Benefits for young people
Benefit entitlement changes at age 16 and again when you leave education. One of the most important changes is the switch from children to adults' benefits. This happens between the ages of 16 and 20 depending on your circumstances. We also have information about benefits for children and benefits for adults.
Personal Independence Payment
If you currently get Disability Living Allowance, you'll be invited to claim Personal Independence Payment (PIP) when you turn 16.
Child Benefit and Child Tax Credit
If you stay in full-time, non-advanced* education, your parent or carer can carry on claiming Child Benefit and Child Tax Credit for you up to your 19th, or in some cases 20th, birthday.

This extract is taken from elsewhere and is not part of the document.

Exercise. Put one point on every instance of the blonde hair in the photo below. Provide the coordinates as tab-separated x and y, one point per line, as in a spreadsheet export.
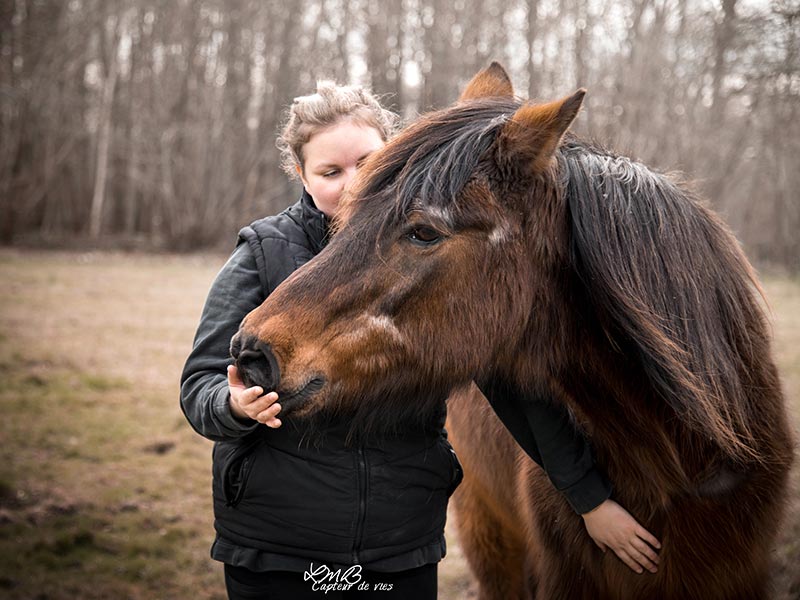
332	103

If you are 16 or older and you leave full-time, non-advanced education, your parent or carer can no longer claim Child Benefit or Child Tax Credit for you.
*Full time is 12 hours per week, and ‘non advanced’ includes GCSEs, A levels, NVQs and Highers in Scotland.
Carer's Allowance
Carer's Allowance is a benefit for people who spend at least 35 hours a week caring for a child or adult who is receiving certain disability benefits. You do not have to live with or be related to that person. It does not depend on NI contributions, but it is taxable. There is a cap on how much you can earn from work and still be entitled to Carer’s Allowance.
Universal Credit
Young people over 18 can make a claim for Universal Credit. In some circumstances, young people aged 16-17 can make a claim.
Parents who receive the child element in their Universal Credit can carry on getting this until the child reaches 16. They are treated as a qualifying young person up to (but not including) the 1 September after their 16th birthday.
This can be extended to the 1 September following their 19th birthday if they are enrolled on a course of full-time, non-advanced* education.
*Full time is 12 hours per week, and ‘non advanced’ includes GCSEs, A levels, NVQs and Highers in Scotland.
If the child/young person makes a claim for Universal Credit, the parent/carer’s Child Benefit/Child Tax Credit or child element of Universal Credit will stop.
Appointeeship
Looking after the benefit claim of a person aged 16 and over
At age 16, the benefit system starts to treat a young person as an adult, and so the default position is that the young person has to claim and be responsible for their own benefit claims.
There are many complex responsibilities involved in claiming a benefit, for example:
- managing money
- knowing what changes in circumstances have to be reported
- knowing how and when to report changes
- making and receiving phone calls from officials
- completing and returning forms promptly
- understanding complex letters and responding promptly.
If a person is not able to manage their own benefit claim, another adult can apply to be their ‘appointee’. An appointee is a person who is responsible for all aspects of another adult’s benefit claims. It is common for parents of a young autistic person to become the appointee when the young person turns 16. Being appointee only makes you responsible for the person’s benefit claims, not any other issues.
Any government office that pays a benefit can make you appointee. The most common way of becoming appointee is by telling the Department of Work and Pensions that you want to become appointee when the young person is approaching 16. If the young person is over 16 already, but you feel that they need an appointee, you can contact the office that pays the benefit and ask to be made the appointee.
Whenever someone asks to be made appointee for another adult, the Department of Work and Pensions will send a visiting officer to see you. The feedback we get from parents who have had these visits is positive. Parents are often worried about the visit but tell us that they are not problematic.
The visits have three functions:
- to check that the prospective appointee understands the responsibility they are taking on
- to avoid financial abuse (otherwise anyone could take over someone else’s benefit claim)
- to check that the person does lack the capacity to manage their own benefit claim.
If you feel that it is not possible for the young person to meet the visiting officer, you should explain this to the visiting officer when they contact you to arrange the visit. The only purpose of the visit is to consider making you the appointee. They are not checking or assessing the criteria for any benefit that is in payment.